Müssen weibliche Corgis kastriert werden oder nicht?

Corgis, die allergisch auf Narkose reagieren, können sterben Bei der Kastration einer Corgi-Hündin werden die Eierstöcke und manchmal auch andere Fortpflanzungsorgane entfernt. Ein weiblicher Corgi muss betäubt werden, bevor die Kastration durchgeführt werden kann. Manche Hunde reagieren jedoch allergisch auf die Narkose, und ohne das Wissen des Besitzers und des Arztes vor der Verabreichung der Narkose kann der Hund an der Narkose sterben und dem Besitzer Schmerzen bereiten.    Die Persönlichkeit einer Corgi-Hündin kann sich nach der Kastration verändern. Eine Hündin braucht eine gewisse Zeit, um ihren Körper zu pflegen, und muss in dieser Zeit ein elisabethanisches Halsband und manchmal ein Geschirr tragen, was ihre Stimmung beeinflusst. Manche Hunde haben nach der Kastration eine ganz andere Persönlichkeit, z. B. wird ein Hund, der früher aktiver war, ruhiger, und manche haben einen schlechten Appetit.
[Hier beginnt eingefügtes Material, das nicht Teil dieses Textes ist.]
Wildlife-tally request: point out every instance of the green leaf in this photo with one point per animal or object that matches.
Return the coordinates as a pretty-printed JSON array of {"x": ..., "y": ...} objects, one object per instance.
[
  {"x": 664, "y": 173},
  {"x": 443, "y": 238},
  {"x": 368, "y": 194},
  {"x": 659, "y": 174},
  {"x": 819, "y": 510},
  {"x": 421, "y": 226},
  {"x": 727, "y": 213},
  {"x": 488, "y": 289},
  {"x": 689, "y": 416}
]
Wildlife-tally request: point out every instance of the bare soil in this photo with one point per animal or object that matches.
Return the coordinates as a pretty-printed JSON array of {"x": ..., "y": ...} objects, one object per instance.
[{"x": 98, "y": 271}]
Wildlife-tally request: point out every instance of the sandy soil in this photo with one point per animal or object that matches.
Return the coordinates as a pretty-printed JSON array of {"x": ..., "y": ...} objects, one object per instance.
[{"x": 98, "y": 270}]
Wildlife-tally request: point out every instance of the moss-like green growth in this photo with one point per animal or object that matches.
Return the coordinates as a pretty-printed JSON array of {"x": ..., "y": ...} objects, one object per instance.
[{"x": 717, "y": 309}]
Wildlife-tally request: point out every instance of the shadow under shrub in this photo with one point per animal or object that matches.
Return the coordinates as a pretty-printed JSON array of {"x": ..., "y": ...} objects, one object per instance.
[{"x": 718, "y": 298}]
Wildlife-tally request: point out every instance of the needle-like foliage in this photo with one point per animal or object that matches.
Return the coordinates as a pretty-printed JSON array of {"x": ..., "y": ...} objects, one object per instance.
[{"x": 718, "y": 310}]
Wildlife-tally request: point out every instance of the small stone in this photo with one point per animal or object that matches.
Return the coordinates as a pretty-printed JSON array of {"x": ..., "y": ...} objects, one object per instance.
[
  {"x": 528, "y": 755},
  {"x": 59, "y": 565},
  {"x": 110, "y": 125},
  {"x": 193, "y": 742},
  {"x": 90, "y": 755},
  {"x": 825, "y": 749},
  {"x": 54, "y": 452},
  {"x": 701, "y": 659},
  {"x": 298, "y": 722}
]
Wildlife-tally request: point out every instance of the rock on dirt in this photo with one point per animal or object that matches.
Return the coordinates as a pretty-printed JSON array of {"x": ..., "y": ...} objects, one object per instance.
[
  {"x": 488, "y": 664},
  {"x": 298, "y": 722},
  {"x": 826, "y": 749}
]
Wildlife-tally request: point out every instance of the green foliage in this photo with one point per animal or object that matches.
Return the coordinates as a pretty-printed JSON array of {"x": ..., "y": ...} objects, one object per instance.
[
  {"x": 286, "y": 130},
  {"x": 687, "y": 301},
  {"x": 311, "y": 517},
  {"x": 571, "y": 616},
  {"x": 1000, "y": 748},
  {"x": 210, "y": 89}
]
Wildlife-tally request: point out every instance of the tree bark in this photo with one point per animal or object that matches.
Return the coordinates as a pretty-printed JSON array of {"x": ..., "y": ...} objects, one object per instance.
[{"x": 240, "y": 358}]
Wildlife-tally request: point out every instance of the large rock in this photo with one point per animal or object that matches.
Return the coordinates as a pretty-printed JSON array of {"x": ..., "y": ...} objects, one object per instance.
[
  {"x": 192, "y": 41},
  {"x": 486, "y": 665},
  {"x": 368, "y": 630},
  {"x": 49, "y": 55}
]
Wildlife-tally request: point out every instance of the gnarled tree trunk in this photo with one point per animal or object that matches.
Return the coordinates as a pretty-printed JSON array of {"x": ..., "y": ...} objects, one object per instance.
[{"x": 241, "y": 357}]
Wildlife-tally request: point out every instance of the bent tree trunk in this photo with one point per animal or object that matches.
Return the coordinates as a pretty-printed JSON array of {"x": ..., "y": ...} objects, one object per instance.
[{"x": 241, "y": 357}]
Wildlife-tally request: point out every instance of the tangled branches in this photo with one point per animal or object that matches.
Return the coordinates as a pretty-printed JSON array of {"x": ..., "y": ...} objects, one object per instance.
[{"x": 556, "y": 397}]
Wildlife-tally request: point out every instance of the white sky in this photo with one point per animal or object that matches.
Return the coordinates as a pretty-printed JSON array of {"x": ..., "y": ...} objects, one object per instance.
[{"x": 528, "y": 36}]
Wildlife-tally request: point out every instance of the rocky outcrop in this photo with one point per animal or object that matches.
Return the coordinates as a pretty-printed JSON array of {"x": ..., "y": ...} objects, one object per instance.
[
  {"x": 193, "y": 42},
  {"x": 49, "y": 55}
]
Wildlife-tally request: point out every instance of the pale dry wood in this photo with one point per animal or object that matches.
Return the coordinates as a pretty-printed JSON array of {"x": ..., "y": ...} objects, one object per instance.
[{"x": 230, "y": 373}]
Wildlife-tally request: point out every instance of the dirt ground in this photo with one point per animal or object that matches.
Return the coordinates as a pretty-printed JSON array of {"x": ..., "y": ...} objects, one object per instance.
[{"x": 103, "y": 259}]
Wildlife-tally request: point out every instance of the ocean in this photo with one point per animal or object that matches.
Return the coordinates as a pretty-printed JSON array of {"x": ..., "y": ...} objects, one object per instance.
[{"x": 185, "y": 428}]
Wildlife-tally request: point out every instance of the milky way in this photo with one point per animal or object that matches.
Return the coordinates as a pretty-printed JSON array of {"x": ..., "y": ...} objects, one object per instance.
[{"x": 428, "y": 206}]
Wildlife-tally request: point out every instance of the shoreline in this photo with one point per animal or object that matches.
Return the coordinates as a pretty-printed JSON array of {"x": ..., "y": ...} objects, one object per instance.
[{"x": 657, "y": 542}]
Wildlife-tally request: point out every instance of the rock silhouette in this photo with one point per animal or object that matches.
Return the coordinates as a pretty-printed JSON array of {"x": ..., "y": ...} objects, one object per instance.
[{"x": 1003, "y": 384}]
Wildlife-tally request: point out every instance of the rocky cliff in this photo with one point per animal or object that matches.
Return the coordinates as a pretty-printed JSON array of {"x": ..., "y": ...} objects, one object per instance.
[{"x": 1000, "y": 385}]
Dies ist eine der Gefahren, die mit der Kastration verbunden sind.    
Kastrierte Hunde können keine Kinder bekommen. Kastrierte Hunde haben weder Eierstöcke noch eine Gebärmutter und können keine Kinder bekommen. Es ist ungerecht, dass ein Hund keine Kinder bekommen kann, denn Hunde werden mit der Fähigkeit zur Fortpflanzung geboren, und wenn eine Corgi-Hündin kastriert wird, kann sich der Corgi nicht fortpflanzen. Es steht den Besitzern nicht frei, ihrem Corgi die Fähigkeit zur Fortpflanzung abzusprechen, und es ist ratsam, über eine Kastration nachzudenken, denn es gibt keine Möglichkeit, dies rückgängig zu machen.  Wenn Sie Ihren Corgi nicht kastrieren lassen, können Sie Ihrem Hund ein Pulver füttern, das ihn vor dem Kontakt mit anderen Hunden schützt. Während ihrer Menstruation muss die Besitzerin einfach mehr Zeit mit ihrem Hund verbringen und auf seine Hygiene achten.